Longitudinal changes in brain matter, function differ in patients with premanifest and early HD

FRIDAY, Dec. 2 (HealthDay News) -- The effect sizes of detectable Huntington's disease (HD)-related changes over 24 months can identify potential outcome measures for assessing HD progression in therapeutic trials, according to a study published online Dec. 2 in The Lancet Neurology.

Sarah J. Tabrizi, M.D., Ph.D., from the University College London, and colleagues used a prospective observational biomarker study to identify potential outcome measures for therapeutic trials. Longitudinal data were collected at baseline, 12, and 24 months from 117 individuals without HD but carrying the mutant HTT gene (premanifest HD), 116 participants with early HD, and 116 controls. The adjusted, between-group differences in the rates of change of these measures and longitudinal effect sizes were estimated.

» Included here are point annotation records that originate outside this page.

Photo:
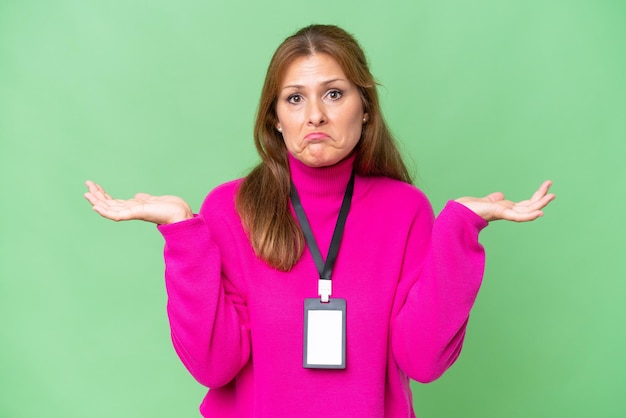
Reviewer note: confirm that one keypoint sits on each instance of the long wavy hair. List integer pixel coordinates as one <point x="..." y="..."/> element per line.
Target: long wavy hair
<point x="263" y="198"/>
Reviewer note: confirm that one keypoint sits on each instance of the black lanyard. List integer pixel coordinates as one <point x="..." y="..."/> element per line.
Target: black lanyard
<point x="324" y="268"/>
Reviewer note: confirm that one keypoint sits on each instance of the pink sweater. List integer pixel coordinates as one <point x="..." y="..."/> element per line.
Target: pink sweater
<point x="409" y="283"/>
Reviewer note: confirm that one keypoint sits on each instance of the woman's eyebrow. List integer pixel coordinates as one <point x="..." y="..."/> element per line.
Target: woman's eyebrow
<point x="325" y="83"/>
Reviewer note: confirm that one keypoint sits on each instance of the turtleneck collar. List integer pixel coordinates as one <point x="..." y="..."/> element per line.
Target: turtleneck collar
<point x="321" y="182"/>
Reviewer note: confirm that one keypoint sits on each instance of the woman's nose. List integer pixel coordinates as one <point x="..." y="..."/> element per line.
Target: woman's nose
<point x="316" y="113"/>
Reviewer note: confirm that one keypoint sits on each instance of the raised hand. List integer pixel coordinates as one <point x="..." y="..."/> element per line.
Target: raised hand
<point x="143" y="207"/>
<point x="494" y="207"/>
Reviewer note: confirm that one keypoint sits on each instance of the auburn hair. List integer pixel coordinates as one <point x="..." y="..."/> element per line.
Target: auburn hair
<point x="262" y="200"/>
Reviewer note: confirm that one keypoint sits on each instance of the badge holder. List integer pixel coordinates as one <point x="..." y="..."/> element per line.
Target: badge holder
<point x="324" y="332"/>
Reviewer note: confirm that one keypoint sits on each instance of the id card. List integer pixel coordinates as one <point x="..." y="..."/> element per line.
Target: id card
<point x="324" y="334"/>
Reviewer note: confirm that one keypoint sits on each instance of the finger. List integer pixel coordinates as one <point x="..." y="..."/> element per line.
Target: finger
<point x="513" y="215"/>
<point x="542" y="191"/>
<point x="495" y="197"/>
<point x="542" y="203"/>
<point x="101" y="190"/>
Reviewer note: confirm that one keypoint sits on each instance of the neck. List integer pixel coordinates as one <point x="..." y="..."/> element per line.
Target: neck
<point x="322" y="182"/>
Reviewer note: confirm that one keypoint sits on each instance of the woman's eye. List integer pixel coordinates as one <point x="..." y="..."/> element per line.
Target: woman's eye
<point x="294" y="98"/>
<point x="335" y="94"/>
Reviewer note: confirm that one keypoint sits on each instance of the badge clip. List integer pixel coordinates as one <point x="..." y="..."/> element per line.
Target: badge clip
<point x="325" y="289"/>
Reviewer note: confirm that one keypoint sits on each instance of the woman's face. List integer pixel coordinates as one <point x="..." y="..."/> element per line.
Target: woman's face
<point x="320" y="112"/>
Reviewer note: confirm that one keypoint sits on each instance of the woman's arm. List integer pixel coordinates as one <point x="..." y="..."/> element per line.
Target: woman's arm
<point x="441" y="277"/>
<point x="208" y="318"/>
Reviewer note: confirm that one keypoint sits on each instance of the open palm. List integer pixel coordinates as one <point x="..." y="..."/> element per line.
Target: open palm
<point x="144" y="207"/>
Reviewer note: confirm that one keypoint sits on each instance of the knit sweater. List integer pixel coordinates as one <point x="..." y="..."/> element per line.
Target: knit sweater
<point x="409" y="282"/>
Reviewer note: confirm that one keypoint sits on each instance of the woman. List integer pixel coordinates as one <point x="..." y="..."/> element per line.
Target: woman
<point x="238" y="272"/>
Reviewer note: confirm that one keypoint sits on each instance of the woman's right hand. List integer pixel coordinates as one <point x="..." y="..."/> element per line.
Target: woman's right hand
<point x="144" y="207"/>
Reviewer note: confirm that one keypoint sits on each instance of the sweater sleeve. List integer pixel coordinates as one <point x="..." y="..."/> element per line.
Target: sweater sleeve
<point x="442" y="273"/>
<point x="208" y="318"/>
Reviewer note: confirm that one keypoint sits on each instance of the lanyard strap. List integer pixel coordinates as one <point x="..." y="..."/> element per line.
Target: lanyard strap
<point x="324" y="268"/>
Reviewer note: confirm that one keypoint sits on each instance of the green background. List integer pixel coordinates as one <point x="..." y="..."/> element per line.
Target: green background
<point x="160" y="96"/>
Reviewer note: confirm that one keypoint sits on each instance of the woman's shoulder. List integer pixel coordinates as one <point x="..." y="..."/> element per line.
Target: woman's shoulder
<point x="396" y="191"/>
<point x="222" y="197"/>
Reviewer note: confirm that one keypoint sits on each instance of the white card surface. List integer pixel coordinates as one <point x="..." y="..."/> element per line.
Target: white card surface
<point x="324" y="337"/>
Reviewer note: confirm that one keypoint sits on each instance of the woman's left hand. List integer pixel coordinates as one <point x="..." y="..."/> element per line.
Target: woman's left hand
<point x="494" y="207"/>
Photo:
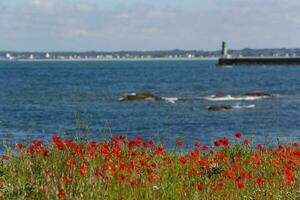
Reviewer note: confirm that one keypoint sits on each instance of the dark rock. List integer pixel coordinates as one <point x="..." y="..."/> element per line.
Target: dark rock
<point x="141" y="97"/>
<point x="219" y="108"/>
<point x="258" y="94"/>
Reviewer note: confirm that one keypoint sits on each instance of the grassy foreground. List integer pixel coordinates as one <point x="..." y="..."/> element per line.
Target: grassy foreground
<point x="136" y="169"/>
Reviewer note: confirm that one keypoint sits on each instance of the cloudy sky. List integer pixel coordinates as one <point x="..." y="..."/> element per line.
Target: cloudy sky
<point x="110" y="25"/>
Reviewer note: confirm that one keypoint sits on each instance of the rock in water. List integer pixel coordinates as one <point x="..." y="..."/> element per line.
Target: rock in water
<point x="219" y="108"/>
<point x="143" y="96"/>
<point x="258" y="94"/>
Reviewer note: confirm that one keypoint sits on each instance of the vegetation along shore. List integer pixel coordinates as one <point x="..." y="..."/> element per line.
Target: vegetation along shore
<point x="122" y="168"/>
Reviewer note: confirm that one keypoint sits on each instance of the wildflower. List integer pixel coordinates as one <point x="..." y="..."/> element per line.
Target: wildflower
<point x="238" y="134"/>
<point x="240" y="185"/>
<point x="199" y="187"/>
<point x="246" y="142"/>
<point x="220" y="184"/>
<point x="217" y="143"/>
<point x="180" y="143"/>
<point x="197" y="144"/>
<point x="58" y="142"/>
<point x="295" y="144"/>
<point x="5" y="157"/>
<point x="122" y="177"/>
<point x="156" y="187"/>
<point x="261" y="148"/>
<point x="61" y="193"/>
<point x="260" y="182"/>
<point x="20" y="146"/>
<point x="82" y="171"/>
<point x="182" y="159"/>
<point x="150" y="178"/>
<point x="66" y="181"/>
<point x="204" y="148"/>
<point x="225" y="141"/>
<point x="31" y="149"/>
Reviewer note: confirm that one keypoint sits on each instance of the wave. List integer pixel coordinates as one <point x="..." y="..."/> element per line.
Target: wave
<point x="244" y="106"/>
<point x="170" y="99"/>
<point x="234" y="98"/>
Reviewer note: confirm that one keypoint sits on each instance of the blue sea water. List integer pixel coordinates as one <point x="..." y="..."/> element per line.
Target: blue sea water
<point x="39" y="99"/>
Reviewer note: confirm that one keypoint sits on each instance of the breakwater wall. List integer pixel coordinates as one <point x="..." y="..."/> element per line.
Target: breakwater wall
<point x="260" y="61"/>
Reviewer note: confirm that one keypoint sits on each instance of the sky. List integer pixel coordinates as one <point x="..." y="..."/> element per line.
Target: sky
<point x="113" y="25"/>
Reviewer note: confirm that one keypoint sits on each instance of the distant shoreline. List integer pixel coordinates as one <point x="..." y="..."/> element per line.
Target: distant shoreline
<point x="113" y="59"/>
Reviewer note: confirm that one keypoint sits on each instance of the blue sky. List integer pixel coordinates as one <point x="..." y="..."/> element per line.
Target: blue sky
<point x="110" y="25"/>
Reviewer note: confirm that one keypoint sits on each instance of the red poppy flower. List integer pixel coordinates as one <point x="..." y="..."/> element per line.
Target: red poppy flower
<point x="31" y="149"/>
<point x="197" y="144"/>
<point x="204" y="148"/>
<point x="259" y="182"/>
<point x="217" y="143"/>
<point x="238" y="134"/>
<point x="199" y="187"/>
<point x="182" y="159"/>
<point x="225" y="141"/>
<point x="240" y="185"/>
<point x="260" y="147"/>
<point x="82" y="171"/>
<point x="5" y="157"/>
<point x="150" y="178"/>
<point x="61" y="193"/>
<point x="179" y="142"/>
<point x="20" y="146"/>
<point x="246" y="142"/>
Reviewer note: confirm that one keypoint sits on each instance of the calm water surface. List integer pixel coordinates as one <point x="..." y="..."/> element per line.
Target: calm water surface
<point x="38" y="99"/>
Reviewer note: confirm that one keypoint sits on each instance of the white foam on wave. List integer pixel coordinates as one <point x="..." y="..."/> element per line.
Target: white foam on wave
<point x="234" y="98"/>
<point x="244" y="106"/>
<point x="170" y="99"/>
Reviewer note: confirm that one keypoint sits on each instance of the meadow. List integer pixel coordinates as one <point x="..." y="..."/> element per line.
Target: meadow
<point x="134" y="169"/>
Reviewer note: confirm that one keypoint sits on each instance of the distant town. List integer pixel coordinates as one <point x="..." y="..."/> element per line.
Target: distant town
<point x="144" y="55"/>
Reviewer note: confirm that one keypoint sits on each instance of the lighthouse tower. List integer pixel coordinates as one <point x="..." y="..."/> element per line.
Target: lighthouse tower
<point x="224" y="49"/>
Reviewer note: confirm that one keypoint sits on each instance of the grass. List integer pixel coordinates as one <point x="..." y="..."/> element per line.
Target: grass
<point x="136" y="169"/>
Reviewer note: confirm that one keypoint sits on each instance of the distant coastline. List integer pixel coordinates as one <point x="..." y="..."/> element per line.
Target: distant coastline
<point x="110" y="59"/>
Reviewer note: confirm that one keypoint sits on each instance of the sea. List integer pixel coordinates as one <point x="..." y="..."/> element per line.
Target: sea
<point x="82" y="99"/>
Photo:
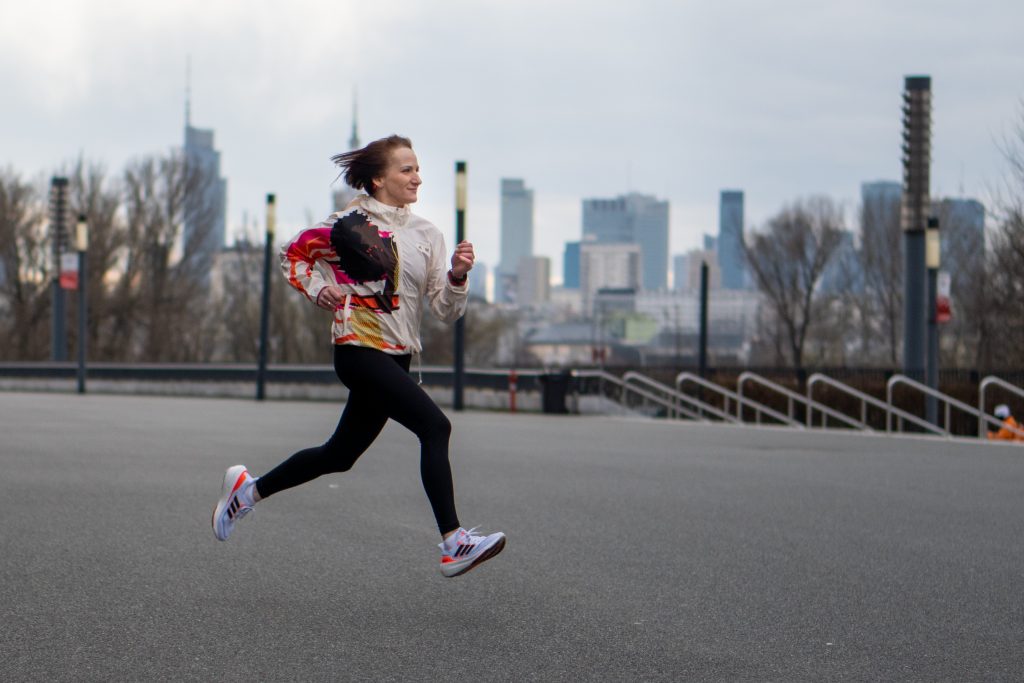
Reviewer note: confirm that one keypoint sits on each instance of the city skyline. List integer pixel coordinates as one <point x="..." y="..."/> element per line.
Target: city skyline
<point x="792" y="100"/>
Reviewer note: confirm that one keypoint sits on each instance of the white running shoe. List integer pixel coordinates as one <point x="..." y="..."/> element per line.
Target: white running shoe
<point x="463" y="551"/>
<point x="230" y="508"/>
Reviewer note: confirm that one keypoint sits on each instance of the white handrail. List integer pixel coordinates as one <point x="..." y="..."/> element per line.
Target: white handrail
<point x="759" y="409"/>
<point x="924" y="388"/>
<point x="808" y="402"/>
<point x="696" y="403"/>
<point x="849" y="390"/>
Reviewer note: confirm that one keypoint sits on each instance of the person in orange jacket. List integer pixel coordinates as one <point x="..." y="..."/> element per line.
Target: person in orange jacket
<point x="1007" y="431"/>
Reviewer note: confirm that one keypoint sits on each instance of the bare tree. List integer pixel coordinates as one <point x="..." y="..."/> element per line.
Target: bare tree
<point x="26" y="271"/>
<point x="1005" y="325"/>
<point x="787" y="260"/>
<point x="98" y="199"/>
<point x="964" y="259"/>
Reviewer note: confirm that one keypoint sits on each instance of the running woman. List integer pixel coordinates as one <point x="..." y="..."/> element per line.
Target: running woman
<point x="373" y="265"/>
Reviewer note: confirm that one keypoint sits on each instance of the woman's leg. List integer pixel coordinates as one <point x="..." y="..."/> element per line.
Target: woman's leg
<point x="380" y="387"/>
<point x="386" y="377"/>
<point x="360" y="423"/>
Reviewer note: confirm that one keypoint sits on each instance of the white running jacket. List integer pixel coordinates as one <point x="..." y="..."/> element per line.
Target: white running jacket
<point x="387" y="261"/>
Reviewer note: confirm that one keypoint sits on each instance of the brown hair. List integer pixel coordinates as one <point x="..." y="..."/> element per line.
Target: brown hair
<point x="361" y="166"/>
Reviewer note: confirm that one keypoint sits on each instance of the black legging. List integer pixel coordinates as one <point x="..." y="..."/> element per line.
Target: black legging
<point x="379" y="387"/>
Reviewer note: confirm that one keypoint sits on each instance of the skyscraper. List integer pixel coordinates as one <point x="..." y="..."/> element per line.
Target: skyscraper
<point x="615" y="265"/>
<point x="517" y="236"/>
<point x="206" y="206"/>
<point x="570" y="266"/>
<point x="731" y="261"/>
<point x="633" y="218"/>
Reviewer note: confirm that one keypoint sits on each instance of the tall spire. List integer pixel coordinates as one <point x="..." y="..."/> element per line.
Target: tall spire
<point x="187" y="91"/>
<point x="353" y="141"/>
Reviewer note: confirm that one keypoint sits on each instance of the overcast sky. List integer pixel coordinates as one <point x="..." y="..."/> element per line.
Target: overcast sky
<point x="581" y="98"/>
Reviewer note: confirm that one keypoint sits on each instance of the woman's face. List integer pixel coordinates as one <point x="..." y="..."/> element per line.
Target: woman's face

The investigators found that, compared with controls, the premanifest and early HD groups had significantly greater progressive gray-matter, white-matter, whole-brain, and regional atrophy recorded. For participants with early HD versus controls, the effect sizes for atrophy rates were largest in the caudate (2.04) and white matter (1.70). Participants with early HD had greater deterioration of functional, quantitative motor, and cognitive measures than controls, with the symbol digit modality test showing the largest effect size. Changes in structural imaging, and cognitive and quantitative motor scores were associated with worsening total motor score (TMS) and total functional capacity, in the early HD group. In the premanifest sample, only TMS, emotion recognition, and speed tapping changed significantly over 24 months, compared with controls. Compared to other premanifest participants, the rate of brain atrophy and motor task deterioration was higher among premanifest individuals with progression.

"We document assessments from many domains showing detectable disease-related change over 24 months," the authors write.